Foto por Ana Luiza Portella

É engraçado como deixamos de perceber tantos detalhes de um lugar que pertencemos simplesmente pelo fato de morarmos lá. Nunca percebeu? Lhe darei um exemplo certeiro de tamanha curiosidade. Para qualquer pessoa que sonha conhecer a França, sem dúvidas terá um encontro marcado na poderosa Torre Eiffel, certo? Faz parte de qualquer roteiro de um viajante que quer se deleitar nas ruas parisienses. Mas a verdade é que, para os franceses, estão pouco se importando em visitar ou terem seus olhos brilhando pela presença da Torre. O costume, a rotina, parece matar lentamente qualquer detalhe apaixonante visível aos nossos olhos. São amores e memórias que moram em uma esquina que é atravessada por tanta gente, mas nunca vistos.

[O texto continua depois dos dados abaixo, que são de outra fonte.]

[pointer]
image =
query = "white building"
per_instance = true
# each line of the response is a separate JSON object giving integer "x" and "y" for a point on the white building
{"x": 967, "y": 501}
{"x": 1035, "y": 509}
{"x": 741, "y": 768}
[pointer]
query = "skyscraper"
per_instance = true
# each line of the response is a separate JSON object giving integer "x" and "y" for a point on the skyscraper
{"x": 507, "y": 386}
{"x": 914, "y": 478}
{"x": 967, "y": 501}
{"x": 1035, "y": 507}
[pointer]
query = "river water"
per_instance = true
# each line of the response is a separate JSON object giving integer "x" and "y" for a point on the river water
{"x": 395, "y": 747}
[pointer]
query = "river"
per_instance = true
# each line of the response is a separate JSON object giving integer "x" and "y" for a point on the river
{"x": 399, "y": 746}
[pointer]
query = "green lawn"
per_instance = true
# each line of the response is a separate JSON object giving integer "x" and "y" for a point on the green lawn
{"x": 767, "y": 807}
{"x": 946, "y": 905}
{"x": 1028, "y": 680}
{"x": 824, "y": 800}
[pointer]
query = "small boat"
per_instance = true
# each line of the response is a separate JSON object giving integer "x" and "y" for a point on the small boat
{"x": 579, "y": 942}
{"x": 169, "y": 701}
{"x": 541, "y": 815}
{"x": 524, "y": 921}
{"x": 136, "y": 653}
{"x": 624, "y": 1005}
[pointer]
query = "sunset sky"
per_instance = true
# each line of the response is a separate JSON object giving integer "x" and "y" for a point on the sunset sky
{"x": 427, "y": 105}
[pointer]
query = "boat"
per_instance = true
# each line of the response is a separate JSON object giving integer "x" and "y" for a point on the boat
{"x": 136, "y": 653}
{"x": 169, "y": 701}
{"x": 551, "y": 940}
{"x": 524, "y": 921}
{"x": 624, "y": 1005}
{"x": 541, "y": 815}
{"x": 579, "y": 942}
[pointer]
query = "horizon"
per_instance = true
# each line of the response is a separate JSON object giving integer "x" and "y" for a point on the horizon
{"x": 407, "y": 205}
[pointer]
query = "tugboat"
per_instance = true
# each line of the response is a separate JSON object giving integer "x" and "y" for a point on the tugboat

Esse questionamento não surgiu à toa. Certo dia, caminhei pelo subúrbio carioca acompanhada de uma amiga. O centro do Rio sempre esteve muito fora do meu alcance, sendo as visitas — quando aconteciam —, muito breves. Morar no ‘interior’ tem dessas dificuldades. Sendo assim, parecia uma turista em uma terra nunca explorada, perdendo totalmente a noção do perigo em esbravejar meu telefone para tirar foto de qualquer coisa que seduzisse minha atenção. Atravessando a Praça XV, lembro-me de ter tido uma reação engraçada ao ter visto um antigo edifício com uma calha de chuva que seguia até a calçada, com a saída de água em formato de um leão imperial de boca aberta. Apontei para minha amiga, achando aquilo bem diferente e ela respondeu em risadas ­”Minha nossa! Eu passo aqui sempre e nunca percebi isso!”.

Pois é, não percebemos.

Foto por Ana Luiza Portella

O Rio de Janeiro é realmente um lugar genuíno, por outros olhos. A cada cruzamento, comércios ganham vida no coração da cidade, acompanhados por uma arquitetura mais que centenária. Dobrando várias esquinas, são incansáveis tropeços em adoráveis floriculturas que enriquecem, singelamente, os caminhos daqueles que os cruzam. Mensagens cobrem os prédios com suas lamúrias e frustrações pichadas, tentando dar voz a um grito injustamente calado. Eu sei lá, mas o Rio parece ser isso. Uma alma anciã que abraça um carioca conflituoso e inquieto.

Parece uma ideia louca, mas experimentar andar por aquele lugar que cruzamos diariamente e abstrair tudo que o envolve, acaba trazendo um resultado inesperado. Se perguntando como tudo ali começou, o que pode vir a ser e qualquer singularidade que corre nessas veias urbanas ou metropolitanas. É um grande passeio que não exige passaporte.